Football Analytics: Using R and FBref Data - Part 2

Building on the previous tutorial, this piece will focus on how we can make the scatter plot more appealing and provide additional insight.

Straight-line annotations

For instance, we can add straight lines to see at first glance what teams are performing better than the average for the two variables we are considering, which are non-penalty Goals (npG) and non-penalty Expected Goals (npxG), respectively.

You can use the geom_hline in ggplot to create a horizontal line and set the yintercept parameter to the mean value of non-penalty goals, which can be easily computed using the mean function as follows:

geom_hline(yintercept = mean(shoot_data_team$npG), colour = "#fce53f")

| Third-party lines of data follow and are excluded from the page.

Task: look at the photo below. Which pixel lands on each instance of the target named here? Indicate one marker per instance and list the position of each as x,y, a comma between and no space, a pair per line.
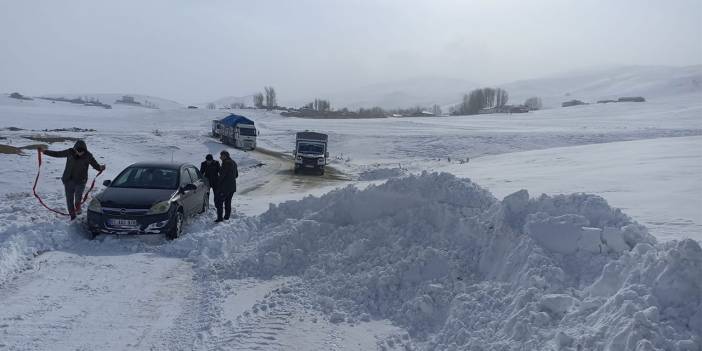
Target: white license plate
123,222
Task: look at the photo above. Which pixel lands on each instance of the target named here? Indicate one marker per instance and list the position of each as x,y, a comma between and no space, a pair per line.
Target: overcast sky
200,50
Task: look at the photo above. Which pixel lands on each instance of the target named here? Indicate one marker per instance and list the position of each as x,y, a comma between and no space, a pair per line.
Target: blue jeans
74,195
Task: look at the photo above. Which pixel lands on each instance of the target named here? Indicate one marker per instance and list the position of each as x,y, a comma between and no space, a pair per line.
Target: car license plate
123,222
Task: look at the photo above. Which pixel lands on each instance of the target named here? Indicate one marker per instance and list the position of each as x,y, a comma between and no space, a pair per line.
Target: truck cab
311,152
237,131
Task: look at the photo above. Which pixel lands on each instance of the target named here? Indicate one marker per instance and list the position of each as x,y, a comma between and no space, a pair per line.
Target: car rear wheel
177,227
205,203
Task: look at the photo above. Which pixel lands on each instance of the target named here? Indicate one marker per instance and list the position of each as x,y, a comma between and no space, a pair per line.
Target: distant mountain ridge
609,83
588,85
110,99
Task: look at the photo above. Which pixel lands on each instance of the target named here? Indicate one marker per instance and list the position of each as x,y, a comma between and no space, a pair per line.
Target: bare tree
258,100
501,97
270,98
321,105
533,103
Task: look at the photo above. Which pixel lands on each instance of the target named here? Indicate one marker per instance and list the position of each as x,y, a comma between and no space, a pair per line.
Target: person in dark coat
226,186
210,170
75,174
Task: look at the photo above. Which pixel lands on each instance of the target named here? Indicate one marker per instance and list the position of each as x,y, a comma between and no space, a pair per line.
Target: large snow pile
463,270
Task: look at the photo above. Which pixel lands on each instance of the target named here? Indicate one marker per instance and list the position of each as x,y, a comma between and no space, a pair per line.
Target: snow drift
439,255
463,270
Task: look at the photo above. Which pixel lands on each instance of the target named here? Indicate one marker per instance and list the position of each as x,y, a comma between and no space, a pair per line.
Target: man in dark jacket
75,175
210,170
226,186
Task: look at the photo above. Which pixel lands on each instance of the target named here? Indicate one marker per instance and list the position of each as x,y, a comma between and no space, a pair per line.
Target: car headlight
94,205
160,207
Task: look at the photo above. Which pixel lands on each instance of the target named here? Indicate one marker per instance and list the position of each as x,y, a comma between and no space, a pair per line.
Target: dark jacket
76,166
210,172
227,177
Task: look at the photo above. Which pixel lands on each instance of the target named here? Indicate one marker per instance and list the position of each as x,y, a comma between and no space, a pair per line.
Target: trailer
311,152
235,130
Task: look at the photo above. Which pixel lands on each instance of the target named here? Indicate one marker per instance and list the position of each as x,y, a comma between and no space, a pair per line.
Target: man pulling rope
75,175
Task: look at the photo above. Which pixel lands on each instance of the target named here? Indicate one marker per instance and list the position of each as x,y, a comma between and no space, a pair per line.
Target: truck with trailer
311,152
235,130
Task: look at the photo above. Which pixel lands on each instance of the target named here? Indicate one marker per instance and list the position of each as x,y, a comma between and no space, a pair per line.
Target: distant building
632,99
129,100
572,103
504,109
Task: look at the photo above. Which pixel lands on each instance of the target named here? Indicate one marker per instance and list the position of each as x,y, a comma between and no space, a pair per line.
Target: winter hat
80,146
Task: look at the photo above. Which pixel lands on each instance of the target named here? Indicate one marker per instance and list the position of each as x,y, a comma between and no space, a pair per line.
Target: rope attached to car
78,205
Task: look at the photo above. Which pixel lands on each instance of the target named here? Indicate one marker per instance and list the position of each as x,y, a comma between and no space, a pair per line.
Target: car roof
160,164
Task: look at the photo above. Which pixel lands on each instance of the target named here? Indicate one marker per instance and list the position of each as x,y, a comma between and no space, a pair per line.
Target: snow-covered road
95,301
388,267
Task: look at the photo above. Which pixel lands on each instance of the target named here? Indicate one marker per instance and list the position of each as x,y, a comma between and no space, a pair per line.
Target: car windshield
147,178
307,148
247,131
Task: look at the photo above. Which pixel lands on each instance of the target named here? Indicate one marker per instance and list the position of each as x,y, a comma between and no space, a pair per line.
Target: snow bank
463,270
442,257
25,234
381,173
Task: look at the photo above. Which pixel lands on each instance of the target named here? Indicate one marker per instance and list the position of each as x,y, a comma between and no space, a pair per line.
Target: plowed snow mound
463,270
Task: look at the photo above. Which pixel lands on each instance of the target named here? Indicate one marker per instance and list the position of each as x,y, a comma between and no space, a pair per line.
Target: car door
189,196
202,188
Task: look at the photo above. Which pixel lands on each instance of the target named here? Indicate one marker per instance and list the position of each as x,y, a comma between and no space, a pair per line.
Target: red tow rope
78,205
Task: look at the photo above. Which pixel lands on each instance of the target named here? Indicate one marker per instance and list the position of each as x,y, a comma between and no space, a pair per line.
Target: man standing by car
226,186
75,175
210,170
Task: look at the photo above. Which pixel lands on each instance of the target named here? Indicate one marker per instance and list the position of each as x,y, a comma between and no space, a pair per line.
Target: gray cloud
195,51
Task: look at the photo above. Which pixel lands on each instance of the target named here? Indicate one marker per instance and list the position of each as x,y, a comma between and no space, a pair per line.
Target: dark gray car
149,198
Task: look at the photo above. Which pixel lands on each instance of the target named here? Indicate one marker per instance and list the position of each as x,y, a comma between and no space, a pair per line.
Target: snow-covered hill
588,85
591,85
110,99
228,100
403,94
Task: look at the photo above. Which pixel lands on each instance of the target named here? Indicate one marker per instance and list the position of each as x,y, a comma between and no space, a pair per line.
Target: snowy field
397,251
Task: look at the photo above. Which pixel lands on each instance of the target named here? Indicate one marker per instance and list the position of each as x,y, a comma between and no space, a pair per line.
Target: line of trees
320,105
534,103
268,99
479,99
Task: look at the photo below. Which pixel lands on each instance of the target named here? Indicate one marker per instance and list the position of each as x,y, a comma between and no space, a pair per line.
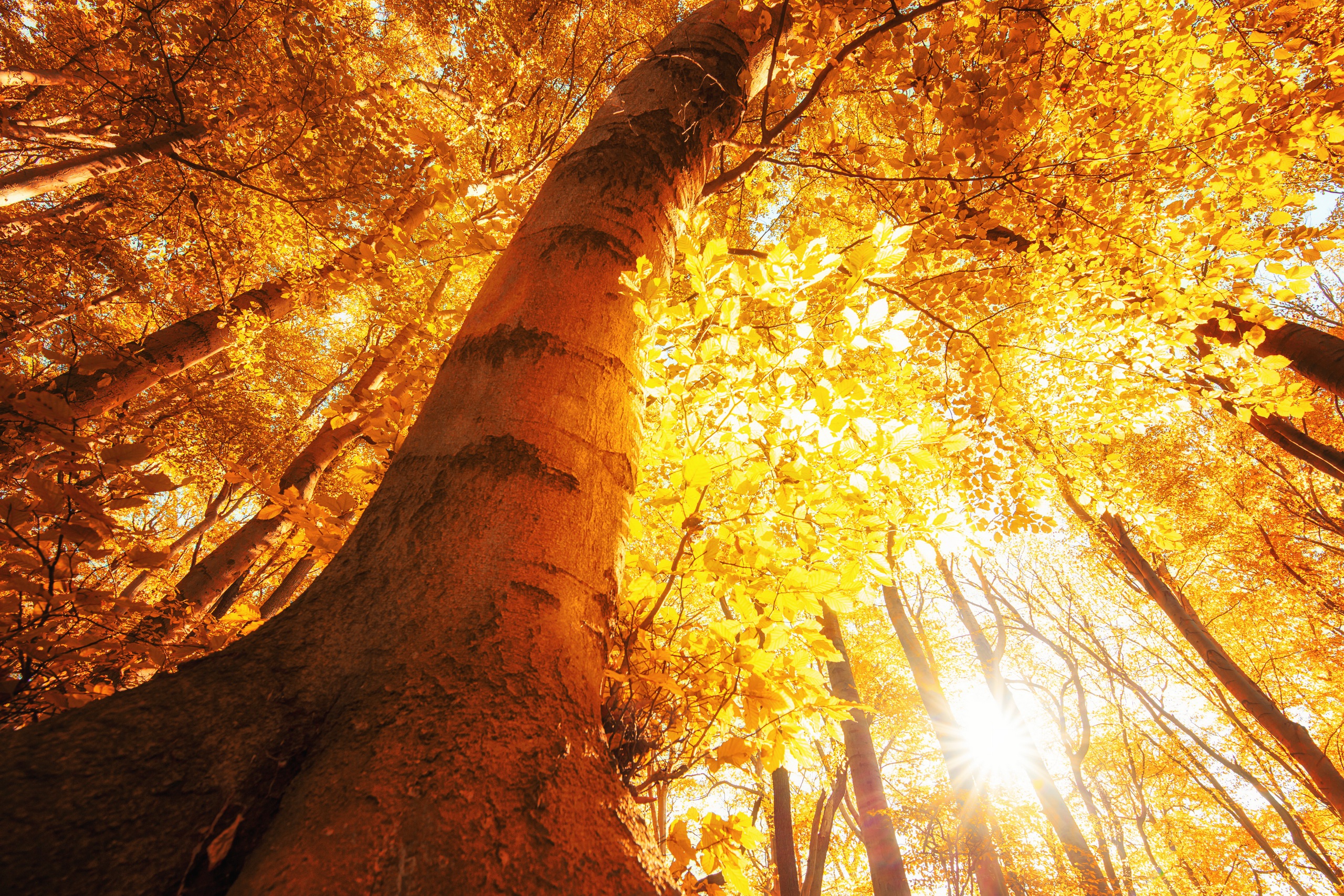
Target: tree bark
1312,354
822,842
425,719
217,571
1052,801
207,522
785,852
203,585
163,354
54,78
62,215
879,835
279,598
1299,444
27,183
952,741
1294,738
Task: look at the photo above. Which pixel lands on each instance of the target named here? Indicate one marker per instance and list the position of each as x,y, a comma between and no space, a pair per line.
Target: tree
649,150
575,582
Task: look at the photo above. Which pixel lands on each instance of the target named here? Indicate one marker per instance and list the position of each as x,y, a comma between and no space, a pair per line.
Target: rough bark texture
879,835
1294,738
1052,801
425,719
27,183
1314,354
984,859
785,852
820,846
62,215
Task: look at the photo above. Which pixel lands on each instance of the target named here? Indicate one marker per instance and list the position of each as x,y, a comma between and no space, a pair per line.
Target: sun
998,746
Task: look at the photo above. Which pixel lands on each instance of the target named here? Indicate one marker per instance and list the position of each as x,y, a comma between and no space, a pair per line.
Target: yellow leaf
697,471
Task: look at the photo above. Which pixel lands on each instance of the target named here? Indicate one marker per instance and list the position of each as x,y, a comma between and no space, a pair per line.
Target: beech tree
530,448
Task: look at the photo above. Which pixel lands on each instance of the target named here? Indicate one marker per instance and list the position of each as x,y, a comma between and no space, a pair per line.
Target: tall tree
1052,801
500,483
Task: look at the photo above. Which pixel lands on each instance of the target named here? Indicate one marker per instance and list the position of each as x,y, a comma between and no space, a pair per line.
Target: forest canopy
643,446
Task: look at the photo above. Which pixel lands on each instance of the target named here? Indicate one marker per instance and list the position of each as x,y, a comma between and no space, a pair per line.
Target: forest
799,448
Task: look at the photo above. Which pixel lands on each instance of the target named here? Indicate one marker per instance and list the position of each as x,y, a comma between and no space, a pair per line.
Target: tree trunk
822,841
425,719
1314,354
879,835
1295,738
207,522
1299,444
163,354
209,579
1052,801
62,215
279,598
785,852
54,78
984,859
27,183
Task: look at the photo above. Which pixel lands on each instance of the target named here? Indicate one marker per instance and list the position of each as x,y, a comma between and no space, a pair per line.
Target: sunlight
998,747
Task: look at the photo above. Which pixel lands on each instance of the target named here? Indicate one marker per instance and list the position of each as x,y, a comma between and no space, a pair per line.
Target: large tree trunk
27,183
1292,736
952,741
426,719
1052,801
1314,354
879,835
785,852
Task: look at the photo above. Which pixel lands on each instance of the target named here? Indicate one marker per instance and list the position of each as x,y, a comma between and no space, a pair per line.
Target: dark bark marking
507,342
506,456
539,596
584,241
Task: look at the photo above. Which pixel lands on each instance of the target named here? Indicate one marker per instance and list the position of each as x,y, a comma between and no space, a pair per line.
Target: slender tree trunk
1294,738
984,859
785,852
1299,444
203,585
62,215
1163,718
54,78
822,842
163,354
1052,801
879,835
280,598
27,183
207,522
1121,852
1314,354
425,719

By also dding a bit of colour, the above produces the following:

This way, we can easily see which teams are scoring more goals per game than the average. Similarly, the same approach can be applied to the other variable, npxG, to produce a vertical line:

geom_vline(xintercept = mean(shoot_data_team$npxG), colour = "#fce53f")

From the chart above, we can easily notice what squads show a non-penalty Expected Goals figure greater than the average.

Even more interesting would be to plot a diagonal line with slope=1 (y=x) to better highlight which teams have a npxG figure greater than their npG counterpart. It is very simple to achieve this in R thanks to the geom_abline function:

geom_abline(colour = "#fce53f")

Aside from the custom line colour, no additional parameters are needed this time.

The trend line confirms something we had already noticed in the previous post but it's even more visually straightforward now.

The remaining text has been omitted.